"Estamos numa cidade que vive 24 horas, o metro não foi projetado para ficar vazio, mas cheio", diz Gary Dennis, nova-iorquino.

O encerramento do metro aconteceu esta quarta-feira entre a 1h às 5h da manhã para permitir a eliminação de todos os vestígios do vírus em 6.500 vagões, através de diferentes técnicas que variam do uso de desinfetantes simples a lâmpadas ultravioletas, disseram autoridades da MTA, a agência que gerencia o transporte público da cidade.

Embora os casos de vírus e hospitalizações estejam em declínio em Nova Iorque, a cidade continua a ser o epicentro da pandemia no país, com mais de 19.000 mortes, e ainda não há data para o fim das medidas de confinamento.

Para Dennis, 59 anos, um guia que adora a Big Apple e suas 420 estações de metro, comboios cinzentos, barulhentos e envelhecidos, tão emblemáticos quanto os táxis amarelos ou a Estátua da Liberdade, são um excelente indicador do estado da saúde da cidade.

A decisão de parar os comboios à noite deixo-o chocado. "Sem metro, Nova Iorque morre", diz. "Com um metro forte, a cidade está em forma".

O presidente da câmara Bill de Blasio afirma o mesmo com frequência: o metro é "o sopro da vida" que anima esta cidade de 8,6 milhões de habitantes.

Desde o início da pandemia, contudo, o serviço foi reduzido e o metro nunca esteve tão vazio. A frequência caiu 90%, para menos de 500.000 passageiros por dia, de acordo com a MTA.

Imagens recentes de vagões ocupados por pessoas sem-abrigo à noite causaram comoção. O encerramento noturno também é uma tentativa de incentivar essas pessoas a procurar abrigo.
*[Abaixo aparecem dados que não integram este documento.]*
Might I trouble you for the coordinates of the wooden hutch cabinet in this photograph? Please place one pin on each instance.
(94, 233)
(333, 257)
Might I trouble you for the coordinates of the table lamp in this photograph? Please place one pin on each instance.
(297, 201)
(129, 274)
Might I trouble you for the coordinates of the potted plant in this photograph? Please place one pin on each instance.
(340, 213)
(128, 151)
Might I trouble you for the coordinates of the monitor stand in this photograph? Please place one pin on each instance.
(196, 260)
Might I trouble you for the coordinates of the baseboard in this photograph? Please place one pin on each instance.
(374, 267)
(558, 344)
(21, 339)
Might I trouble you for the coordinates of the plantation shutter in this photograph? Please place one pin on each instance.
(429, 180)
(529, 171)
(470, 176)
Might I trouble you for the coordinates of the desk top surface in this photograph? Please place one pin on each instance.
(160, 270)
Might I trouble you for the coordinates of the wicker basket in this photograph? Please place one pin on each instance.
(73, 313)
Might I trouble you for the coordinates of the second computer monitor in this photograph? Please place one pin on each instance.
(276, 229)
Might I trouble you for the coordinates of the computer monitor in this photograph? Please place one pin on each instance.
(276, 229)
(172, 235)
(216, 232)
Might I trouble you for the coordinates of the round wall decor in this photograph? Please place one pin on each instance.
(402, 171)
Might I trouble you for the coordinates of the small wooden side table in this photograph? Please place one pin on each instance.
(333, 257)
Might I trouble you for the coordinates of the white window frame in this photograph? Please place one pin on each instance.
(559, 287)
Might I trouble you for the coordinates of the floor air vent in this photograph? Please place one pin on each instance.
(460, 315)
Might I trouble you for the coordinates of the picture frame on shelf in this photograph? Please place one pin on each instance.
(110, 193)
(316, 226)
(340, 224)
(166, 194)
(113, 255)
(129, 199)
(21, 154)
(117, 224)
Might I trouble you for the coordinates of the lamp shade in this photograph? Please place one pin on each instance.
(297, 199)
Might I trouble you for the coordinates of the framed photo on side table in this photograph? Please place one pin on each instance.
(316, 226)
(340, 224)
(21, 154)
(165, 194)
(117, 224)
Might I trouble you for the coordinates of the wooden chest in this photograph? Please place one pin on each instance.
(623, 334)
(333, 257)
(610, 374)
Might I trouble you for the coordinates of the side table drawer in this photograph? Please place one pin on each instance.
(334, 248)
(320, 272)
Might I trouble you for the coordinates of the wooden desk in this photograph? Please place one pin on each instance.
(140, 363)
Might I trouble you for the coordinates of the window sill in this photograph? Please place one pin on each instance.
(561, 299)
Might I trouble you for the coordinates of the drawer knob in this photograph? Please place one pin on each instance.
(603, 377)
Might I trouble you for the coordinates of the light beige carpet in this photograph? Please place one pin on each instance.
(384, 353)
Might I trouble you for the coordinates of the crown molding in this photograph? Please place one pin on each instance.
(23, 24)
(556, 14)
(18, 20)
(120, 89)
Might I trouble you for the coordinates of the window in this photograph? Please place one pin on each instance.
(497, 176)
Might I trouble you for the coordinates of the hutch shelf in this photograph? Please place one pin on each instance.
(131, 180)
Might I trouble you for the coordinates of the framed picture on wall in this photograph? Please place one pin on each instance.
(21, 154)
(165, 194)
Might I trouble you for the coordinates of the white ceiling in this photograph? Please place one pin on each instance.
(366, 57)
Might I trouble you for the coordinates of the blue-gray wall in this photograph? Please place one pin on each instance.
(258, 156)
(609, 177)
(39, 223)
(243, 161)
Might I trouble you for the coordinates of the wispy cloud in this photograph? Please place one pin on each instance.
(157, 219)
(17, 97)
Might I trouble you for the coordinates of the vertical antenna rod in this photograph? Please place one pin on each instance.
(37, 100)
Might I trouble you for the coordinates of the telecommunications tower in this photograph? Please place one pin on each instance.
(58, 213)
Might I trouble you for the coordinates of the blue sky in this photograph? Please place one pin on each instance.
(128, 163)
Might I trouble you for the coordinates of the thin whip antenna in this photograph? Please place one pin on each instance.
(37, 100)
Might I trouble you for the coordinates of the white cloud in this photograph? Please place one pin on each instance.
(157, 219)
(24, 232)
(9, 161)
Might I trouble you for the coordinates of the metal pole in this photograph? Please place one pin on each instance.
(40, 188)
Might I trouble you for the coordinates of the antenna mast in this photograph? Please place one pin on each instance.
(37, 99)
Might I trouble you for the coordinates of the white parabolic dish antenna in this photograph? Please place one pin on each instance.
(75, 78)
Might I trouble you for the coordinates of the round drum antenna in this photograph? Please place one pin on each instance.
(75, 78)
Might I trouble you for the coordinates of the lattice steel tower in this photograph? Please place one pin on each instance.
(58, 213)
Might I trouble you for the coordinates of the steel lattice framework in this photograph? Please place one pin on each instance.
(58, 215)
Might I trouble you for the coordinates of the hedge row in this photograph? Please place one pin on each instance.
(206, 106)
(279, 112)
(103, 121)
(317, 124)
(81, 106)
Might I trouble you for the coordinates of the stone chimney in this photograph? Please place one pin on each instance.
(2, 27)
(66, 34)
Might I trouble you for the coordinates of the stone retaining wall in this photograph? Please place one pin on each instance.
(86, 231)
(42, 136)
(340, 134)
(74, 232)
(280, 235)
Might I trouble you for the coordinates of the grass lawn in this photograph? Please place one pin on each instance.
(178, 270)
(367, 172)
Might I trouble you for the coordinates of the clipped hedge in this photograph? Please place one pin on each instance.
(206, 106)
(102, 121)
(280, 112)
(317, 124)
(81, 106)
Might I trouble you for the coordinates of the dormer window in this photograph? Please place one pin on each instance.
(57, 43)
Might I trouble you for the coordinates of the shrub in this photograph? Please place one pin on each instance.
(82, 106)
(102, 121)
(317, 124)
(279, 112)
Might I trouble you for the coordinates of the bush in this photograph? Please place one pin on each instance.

Metro de Nova Iorque vazio durante o dia e encerrado à noite demonstra o estado grave de saúde da cidade
Spencer Platt/Getty Images/AFP créditos: AFP

Empresários e corretores, que agora trabalham de casa, desapareceram. Apenas os trabalhadores considerados essenciais permanecem no metro: cerca de 800.000 funcionários de hospitais, supermercados ou restaurantes, geralmente jovens latinos ou negros, que correm pelos corredores, usando máscaras.

"Vetor gigante do vírus"

"Está vazio!", exclamou Will Ramos, 33 anos, picheleiro e reparador de todos os tipos, enquanto caminhava pela estação Union Square, uma das maiores da rede, na hora de ponta, com um amigo que trabalha num hospital.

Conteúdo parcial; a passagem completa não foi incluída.